The projected service requirements have changed since the 2018 version of the plan, and both versions are shown in the chart. Four planned major events will reduce bus requirements:

  • The Eglinton Crosstown LRT opens in 2021 replacing frequent bus services on several routes.
  • The Finch LRT opens in 2023 replacing bus service west of Keele Street.
  • The Scarborough Subway Extension opens in 2026 shifting the termini of many routes to STC station.
  • The planned expansion of the streetcar fleet in the mid 2020s eliminates the need for buses to supplement/replace streetcar services.

The use of articulated 18m buses will increase by 68 vehicles in 2021 if this plan holds. The next round of artic purchase in 2025-26 will replace the 153 diesel artics now in the fleet, but there are no net additions.

With the shift of the bus fleet to electric operation, the TTC plans to convert its garages at a rate of two per year. However, they have not produced a plan that aligns this conversion with the rate at which electric vehicles will replace diesels and hybrids.

Garage space continues to be an issue. The current capacity across seven garages is 1,631 buses compared to a total fleet of 2,012, a shortfall of 381. Even when McNicoll Garage opens in 2020 adding capacity for 250 buses, there will still be a shortfall with system capacity of only 1,881. A ninth garage to add a further 250 spaces is not planned to open until 2031. That garage, like many projects, sits in the “out years” of the capital plans so that it does not contribute to the shortfall in available funding over the 10-year span of the budget.

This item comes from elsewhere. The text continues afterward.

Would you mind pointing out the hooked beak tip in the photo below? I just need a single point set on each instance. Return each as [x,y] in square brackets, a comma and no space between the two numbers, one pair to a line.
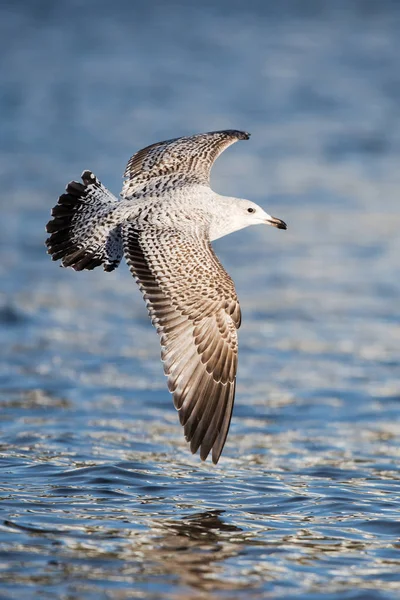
[278,223]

This puts the TTC and its would-be customers in a long-standing box when looking at service improvements. For another decade, Toronto will be told that there is no room for more buses beyond the current fleet plans. The planned growth in peak service from 2026 onward is under one per cent per year.

TTC management plans to bring forward a service plan later in 2019 which will examine future demand. A vital part of such a report will be to look not just at minimal ridership and fleet growth, but to consider what happens if service improves at a substantial rate. Oddly, there is provision for this in the streetcar fleet plan, but not in the bus plan.

The 15-year Capital Improvement Plan includes construction of a collision centre and heavy overhaul facility for the bus fleet. This would release space now used at Hillcrest allowing it to be repurposed as a new streetcar shops and depot. The engine shops now at Hillcrest would become obsolete with the migration to an all-electric bus fleet.